すると菜々は、黒くなった手をワンピースの端に擦り付けながら振り向いた。
「きっと神さまが、いつもがんばってるママのためにご褒美をくれたんだね」
その言葉に、驚いた。
がんばってるって。……私が?
咄嗟に否定しそうになる。
でも、見返した菜々の顔はやはりキラキラとした笑顔で、その口から嘘が吐き出されるようには思えなかった。
そして何よりも、菜々の言葉を無下にすることはできない。
「……そうかな」
私もベンチから降り花びらを手に取った。それは泥にまみれてはいたが、紛れもなく桜だった。菜々は楽しそうにまたその欠片を集め始める。
満開の桜を見せてあげられない。
ろくに本も買ってあげられない。
私は菜々の、この先の豊かな可能性を奪っているのかもしれない。
でも、そうかな。
そうかな、と、少しだけ思う。
「そうだよ」
菜々が笑う。その泥だらけの手に、私は触れた。
何もできないけれど。
その分、私は手を繋ごう。
お金もない。時間もない。してあげられることは少ないけれど、その変わり菜々とたくさん手を繋ごう。
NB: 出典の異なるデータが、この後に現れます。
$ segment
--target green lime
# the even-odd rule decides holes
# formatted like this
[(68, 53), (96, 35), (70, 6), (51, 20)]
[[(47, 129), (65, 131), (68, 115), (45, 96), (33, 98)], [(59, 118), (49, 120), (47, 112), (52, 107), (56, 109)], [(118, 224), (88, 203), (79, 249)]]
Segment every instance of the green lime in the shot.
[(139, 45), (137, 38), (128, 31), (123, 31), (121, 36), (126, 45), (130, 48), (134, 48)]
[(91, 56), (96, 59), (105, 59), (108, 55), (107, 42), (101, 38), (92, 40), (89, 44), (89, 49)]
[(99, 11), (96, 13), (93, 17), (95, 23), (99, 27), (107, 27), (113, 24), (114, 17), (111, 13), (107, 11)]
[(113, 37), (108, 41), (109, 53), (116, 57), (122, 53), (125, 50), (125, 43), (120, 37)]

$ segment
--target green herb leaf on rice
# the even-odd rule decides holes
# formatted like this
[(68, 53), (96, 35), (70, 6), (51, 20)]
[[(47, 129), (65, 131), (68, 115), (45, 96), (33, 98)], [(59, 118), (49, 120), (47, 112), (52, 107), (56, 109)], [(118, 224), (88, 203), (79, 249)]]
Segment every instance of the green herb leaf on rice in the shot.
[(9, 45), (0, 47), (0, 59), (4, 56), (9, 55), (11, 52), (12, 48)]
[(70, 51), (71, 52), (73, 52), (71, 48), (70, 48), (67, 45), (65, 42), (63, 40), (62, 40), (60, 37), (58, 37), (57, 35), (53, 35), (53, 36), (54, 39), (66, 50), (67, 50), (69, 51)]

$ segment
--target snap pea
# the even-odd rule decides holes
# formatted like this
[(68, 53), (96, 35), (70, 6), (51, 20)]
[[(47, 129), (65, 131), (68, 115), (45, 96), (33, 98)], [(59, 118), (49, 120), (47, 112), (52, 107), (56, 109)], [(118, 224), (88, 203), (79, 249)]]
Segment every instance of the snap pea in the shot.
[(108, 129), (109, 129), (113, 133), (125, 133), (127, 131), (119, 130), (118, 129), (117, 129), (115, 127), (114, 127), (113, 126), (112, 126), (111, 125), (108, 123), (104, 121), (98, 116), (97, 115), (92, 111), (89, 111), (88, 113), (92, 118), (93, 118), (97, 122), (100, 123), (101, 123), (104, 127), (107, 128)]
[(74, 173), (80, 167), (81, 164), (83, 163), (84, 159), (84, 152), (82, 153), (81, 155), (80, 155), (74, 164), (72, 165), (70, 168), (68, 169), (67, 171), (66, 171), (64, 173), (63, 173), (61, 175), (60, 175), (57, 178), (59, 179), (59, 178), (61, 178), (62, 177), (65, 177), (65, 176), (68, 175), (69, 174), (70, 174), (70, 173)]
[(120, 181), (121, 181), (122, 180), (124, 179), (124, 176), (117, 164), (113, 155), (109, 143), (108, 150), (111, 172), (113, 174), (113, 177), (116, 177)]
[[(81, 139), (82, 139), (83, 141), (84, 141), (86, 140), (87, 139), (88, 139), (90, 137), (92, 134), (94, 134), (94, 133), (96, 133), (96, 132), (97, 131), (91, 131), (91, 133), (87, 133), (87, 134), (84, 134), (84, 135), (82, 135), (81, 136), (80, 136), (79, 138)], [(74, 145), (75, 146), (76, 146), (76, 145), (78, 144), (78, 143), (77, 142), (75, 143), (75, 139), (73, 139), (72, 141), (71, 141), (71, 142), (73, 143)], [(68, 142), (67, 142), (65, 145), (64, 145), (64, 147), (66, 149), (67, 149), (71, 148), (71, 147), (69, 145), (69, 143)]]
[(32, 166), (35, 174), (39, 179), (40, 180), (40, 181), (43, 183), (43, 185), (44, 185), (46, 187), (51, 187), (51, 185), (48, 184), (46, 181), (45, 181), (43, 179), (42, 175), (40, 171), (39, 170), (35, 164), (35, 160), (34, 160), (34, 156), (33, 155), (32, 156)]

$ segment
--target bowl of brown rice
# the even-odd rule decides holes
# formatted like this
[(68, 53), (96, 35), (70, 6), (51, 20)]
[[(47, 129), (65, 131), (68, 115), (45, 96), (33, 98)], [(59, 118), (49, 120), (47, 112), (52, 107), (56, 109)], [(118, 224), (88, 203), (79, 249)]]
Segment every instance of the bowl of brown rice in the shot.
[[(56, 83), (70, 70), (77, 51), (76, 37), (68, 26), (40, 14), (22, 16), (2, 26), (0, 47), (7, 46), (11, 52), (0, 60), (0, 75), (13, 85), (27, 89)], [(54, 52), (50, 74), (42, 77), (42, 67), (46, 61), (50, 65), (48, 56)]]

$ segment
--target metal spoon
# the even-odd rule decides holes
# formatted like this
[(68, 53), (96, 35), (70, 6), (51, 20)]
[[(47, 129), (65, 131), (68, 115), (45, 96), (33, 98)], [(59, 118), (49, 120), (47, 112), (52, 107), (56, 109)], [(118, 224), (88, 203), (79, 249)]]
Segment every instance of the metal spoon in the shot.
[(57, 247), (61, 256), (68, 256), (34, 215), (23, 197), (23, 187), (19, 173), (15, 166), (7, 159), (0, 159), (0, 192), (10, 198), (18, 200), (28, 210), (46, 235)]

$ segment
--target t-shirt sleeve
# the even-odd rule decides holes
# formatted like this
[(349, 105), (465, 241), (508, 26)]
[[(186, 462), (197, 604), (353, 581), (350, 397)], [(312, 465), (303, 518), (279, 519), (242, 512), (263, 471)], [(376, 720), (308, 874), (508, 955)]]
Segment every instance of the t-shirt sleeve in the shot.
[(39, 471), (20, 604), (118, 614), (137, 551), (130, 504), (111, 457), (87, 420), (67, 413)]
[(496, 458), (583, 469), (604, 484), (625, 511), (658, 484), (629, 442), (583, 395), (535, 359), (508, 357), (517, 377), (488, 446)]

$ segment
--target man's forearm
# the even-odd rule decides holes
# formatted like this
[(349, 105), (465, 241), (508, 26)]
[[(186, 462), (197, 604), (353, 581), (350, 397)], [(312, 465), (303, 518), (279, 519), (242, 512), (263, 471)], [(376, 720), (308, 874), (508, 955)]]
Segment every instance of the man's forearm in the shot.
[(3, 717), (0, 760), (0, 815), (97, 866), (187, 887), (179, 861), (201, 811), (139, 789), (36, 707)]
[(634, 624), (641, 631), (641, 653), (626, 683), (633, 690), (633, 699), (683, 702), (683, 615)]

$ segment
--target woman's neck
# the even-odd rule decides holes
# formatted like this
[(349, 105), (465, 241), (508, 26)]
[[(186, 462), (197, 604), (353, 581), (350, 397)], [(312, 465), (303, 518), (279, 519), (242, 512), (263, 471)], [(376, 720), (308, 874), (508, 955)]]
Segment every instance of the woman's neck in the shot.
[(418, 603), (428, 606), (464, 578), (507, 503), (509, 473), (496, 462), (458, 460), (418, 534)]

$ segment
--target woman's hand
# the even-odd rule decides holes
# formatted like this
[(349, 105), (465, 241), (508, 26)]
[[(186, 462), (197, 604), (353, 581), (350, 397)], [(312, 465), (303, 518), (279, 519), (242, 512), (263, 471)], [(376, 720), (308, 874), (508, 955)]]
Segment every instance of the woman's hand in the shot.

夏と、秋と、冬の花は私が教えてあげる。私は図鑑みたいに物知りじゃないし、見せてあげられるのは決して満開の花ではないかもしれないけれど。
特別なものじゃなくてもいい。菜々にあげられる感情は、きっとそこら中に転がっているはずだ。
今できる限りの幸せを。
大切なあなたへ。
私は菜々を見つめながら、彼女の無限に広がる未来を思い描いていた。